Recently, associations between skeletal growth and genes including estrogen receptor (ER) gene and vitamin D receptor (VDR) gene, and CYP17 gene, were reported. The aim of this study was to determine whether DNA polymorphisms in the ER, VDR, and CYP17 gene are related to the pathogenesis of adolescent idiopathic scoliosis. Three hundred and four girls with adolescent idiopathic scoliosis were followed. Height, arm span, the time of growth maturation, Risser's sign, and menarcheal age were recorded, and the curve severity was measured using Cobb's method. Pvu II and Xba I site polymorphism in the ER gene, Apa I, Fok I, and Taq I site polymorphism in the VDR gene, and Msp AI site polymorphism in the CYP17 gene were selected. Individual lymphocyte DNAs were extracted from peripheral blood, and each gene, which contain polymorphic site was amplified by polymerase chain reaction (PCR). The Cobb's curve angle with genotype XX and Xx was statistically greater than that with genotype xx. The curve progression risk ( 30 or 40 degrees) was higher for genotype XX and Xx than for genotype xx. Furthermore, patients with genotype XX and Xx had a higher risk of receiving operative treatment than those with genotype xx.

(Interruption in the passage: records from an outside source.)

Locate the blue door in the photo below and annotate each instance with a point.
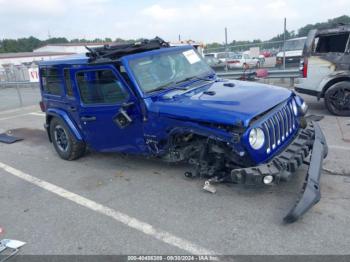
(108, 112)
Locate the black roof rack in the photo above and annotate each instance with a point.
(109, 53)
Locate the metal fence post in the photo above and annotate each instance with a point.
(18, 89)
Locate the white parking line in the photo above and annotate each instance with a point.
(339, 147)
(20, 115)
(125, 219)
(37, 114)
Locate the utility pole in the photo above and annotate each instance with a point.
(226, 48)
(284, 44)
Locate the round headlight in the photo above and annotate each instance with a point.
(304, 108)
(295, 107)
(256, 138)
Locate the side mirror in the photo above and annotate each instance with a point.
(126, 105)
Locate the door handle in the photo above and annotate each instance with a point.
(72, 108)
(88, 118)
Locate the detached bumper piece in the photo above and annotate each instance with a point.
(310, 139)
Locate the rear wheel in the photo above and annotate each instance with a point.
(337, 99)
(66, 145)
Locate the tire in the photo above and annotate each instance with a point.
(66, 145)
(337, 99)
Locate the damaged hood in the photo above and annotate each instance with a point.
(218, 102)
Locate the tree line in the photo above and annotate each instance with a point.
(31, 43)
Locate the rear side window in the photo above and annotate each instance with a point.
(100, 87)
(51, 81)
(68, 83)
(331, 43)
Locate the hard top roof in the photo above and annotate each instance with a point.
(84, 59)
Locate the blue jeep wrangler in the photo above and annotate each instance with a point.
(152, 99)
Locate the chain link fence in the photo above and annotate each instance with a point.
(272, 46)
(16, 88)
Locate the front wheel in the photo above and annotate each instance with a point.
(66, 145)
(337, 99)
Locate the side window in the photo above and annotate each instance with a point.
(68, 83)
(331, 43)
(100, 87)
(51, 81)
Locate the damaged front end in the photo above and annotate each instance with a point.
(291, 141)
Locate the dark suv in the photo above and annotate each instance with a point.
(152, 99)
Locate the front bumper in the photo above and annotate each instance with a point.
(309, 140)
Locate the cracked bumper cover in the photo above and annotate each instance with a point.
(309, 140)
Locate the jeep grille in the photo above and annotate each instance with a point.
(278, 127)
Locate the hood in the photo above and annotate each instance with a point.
(218, 102)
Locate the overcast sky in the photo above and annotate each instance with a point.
(202, 20)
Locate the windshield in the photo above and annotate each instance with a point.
(296, 44)
(158, 71)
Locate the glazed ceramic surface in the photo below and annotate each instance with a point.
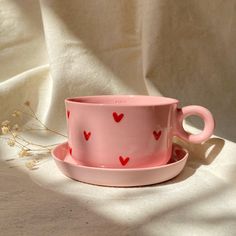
(127, 177)
(128, 131)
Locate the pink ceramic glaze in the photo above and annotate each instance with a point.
(128, 131)
(119, 177)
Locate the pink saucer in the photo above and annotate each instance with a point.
(119, 177)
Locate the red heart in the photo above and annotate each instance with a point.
(157, 135)
(117, 117)
(87, 135)
(179, 153)
(123, 161)
(68, 114)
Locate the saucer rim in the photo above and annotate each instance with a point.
(183, 159)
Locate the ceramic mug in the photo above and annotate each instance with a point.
(129, 131)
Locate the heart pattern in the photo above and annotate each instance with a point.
(87, 135)
(117, 117)
(123, 160)
(157, 135)
(179, 153)
(68, 114)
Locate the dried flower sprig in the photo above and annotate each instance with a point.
(13, 134)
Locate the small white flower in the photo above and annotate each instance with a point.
(6, 123)
(15, 127)
(23, 153)
(31, 164)
(5, 130)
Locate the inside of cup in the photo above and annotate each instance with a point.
(125, 100)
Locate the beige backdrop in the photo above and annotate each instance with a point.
(184, 49)
(53, 49)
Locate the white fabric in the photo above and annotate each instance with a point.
(50, 50)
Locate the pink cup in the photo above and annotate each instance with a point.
(128, 131)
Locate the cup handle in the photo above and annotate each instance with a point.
(203, 113)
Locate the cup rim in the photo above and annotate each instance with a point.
(160, 100)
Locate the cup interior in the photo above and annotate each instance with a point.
(125, 100)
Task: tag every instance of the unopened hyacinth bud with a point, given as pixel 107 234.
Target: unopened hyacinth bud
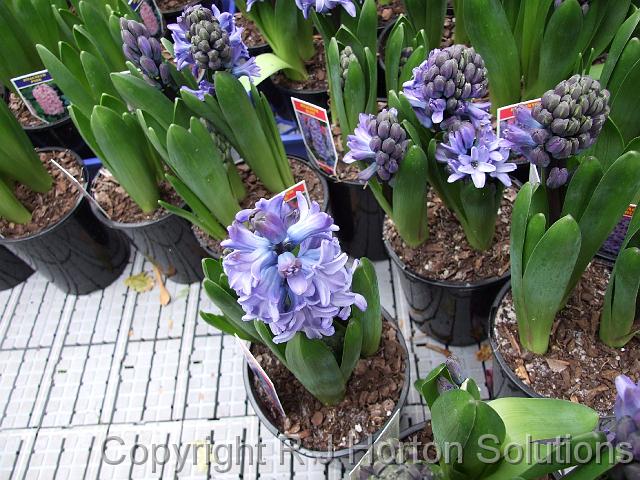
pixel 445 84
pixel 567 121
pixel 346 57
pixel 145 52
pixel 209 41
pixel 380 141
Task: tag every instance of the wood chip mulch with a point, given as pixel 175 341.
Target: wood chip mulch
pixel 577 367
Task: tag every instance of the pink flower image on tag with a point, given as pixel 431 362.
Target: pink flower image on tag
pixel 48 99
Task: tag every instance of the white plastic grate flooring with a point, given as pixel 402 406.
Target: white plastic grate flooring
pixel 114 386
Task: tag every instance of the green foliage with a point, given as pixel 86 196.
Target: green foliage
pixel 286 30
pixel 473 434
pixel 528 47
pixel 321 368
pixel 548 262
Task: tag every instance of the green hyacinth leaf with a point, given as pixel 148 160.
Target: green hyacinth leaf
pixel 545 280
pixel 314 365
pixel 365 282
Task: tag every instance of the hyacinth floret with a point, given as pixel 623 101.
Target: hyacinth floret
pixel 145 52
pixel 567 121
pixel 380 141
pixel 446 85
pixel 207 41
pixel 626 433
pixel 475 153
pixel 325 6
pixel 288 270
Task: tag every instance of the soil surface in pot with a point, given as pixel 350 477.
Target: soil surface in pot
pixel 447 256
pixel 47 208
pixel 577 367
pixel 372 394
pixel 316 68
pixel 120 206
pixel 256 190
pixel 172 5
pixel 251 35
pixel 389 10
pixel 22 113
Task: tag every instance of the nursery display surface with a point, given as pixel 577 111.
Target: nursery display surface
pixel 340 239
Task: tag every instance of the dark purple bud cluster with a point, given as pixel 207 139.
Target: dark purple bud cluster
pixel 145 52
pixel 210 44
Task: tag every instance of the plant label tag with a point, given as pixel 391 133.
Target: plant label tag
pixel 41 96
pixel 384 443
pixel 290 194
pixel 313 122
pixel 149 14
pixel 80 187
pixel 507 115
pixel 263 378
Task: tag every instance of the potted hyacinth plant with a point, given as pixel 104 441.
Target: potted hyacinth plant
pixel 291 38
pixel 558 290
pixel 454 260
pixel 315 325
pixel 491 437
pixel 46 222
pixel 203 107
pixel 26 24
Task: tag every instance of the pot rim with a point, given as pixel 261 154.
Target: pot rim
pixel 500 359
pixel 439 283
pixel 63 219
pixel 343 452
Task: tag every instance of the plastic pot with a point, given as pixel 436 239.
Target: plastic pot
pixel 359 216
pixel 167 242
pixel 13 271
pixel 318 455
pixel 77 254
pixel 279 97
pixel 456 314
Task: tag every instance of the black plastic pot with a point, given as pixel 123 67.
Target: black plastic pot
pixel 456 314
pixel 13 271
pixel 359 216
pixel 280 98
pixel 77 254
pixel 326 456
pixel 167 242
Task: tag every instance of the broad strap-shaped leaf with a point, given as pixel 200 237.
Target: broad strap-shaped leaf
pixel 612 196
pixel 457 417
pixel 619 43
pixel 228 304
pixel 314 365
pixel 490 33
pixel 365 282
pixel 409 198
pixel 583 183
pixel 545 280
pixel 559 48
pixel 352 347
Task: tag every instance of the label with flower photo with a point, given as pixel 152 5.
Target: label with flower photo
pixel 149 14
pixel 506 115
pixel 272 396
pixel 315 126
pixel 291 193
pixel 41 96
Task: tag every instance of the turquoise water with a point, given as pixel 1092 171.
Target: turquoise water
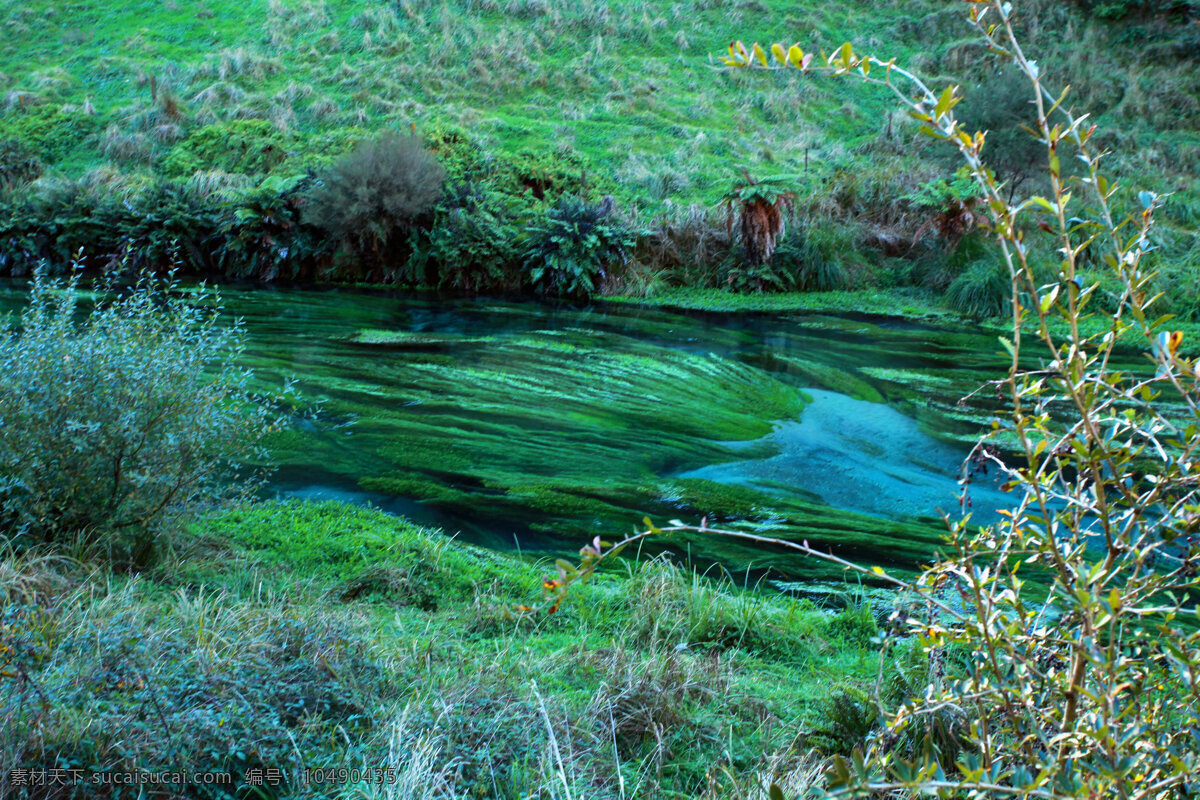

The results suggested that Xba I site polymorphism in the ER gene was associated with curve progression. Furthermore, Xba I site polymorphism-was also related to the time of growth maturation. On the other hand, other polymorphisms in the VDR gene and CYP17 gene were not associated with curve severity. DNA polymorphic analysis may predict curve progression.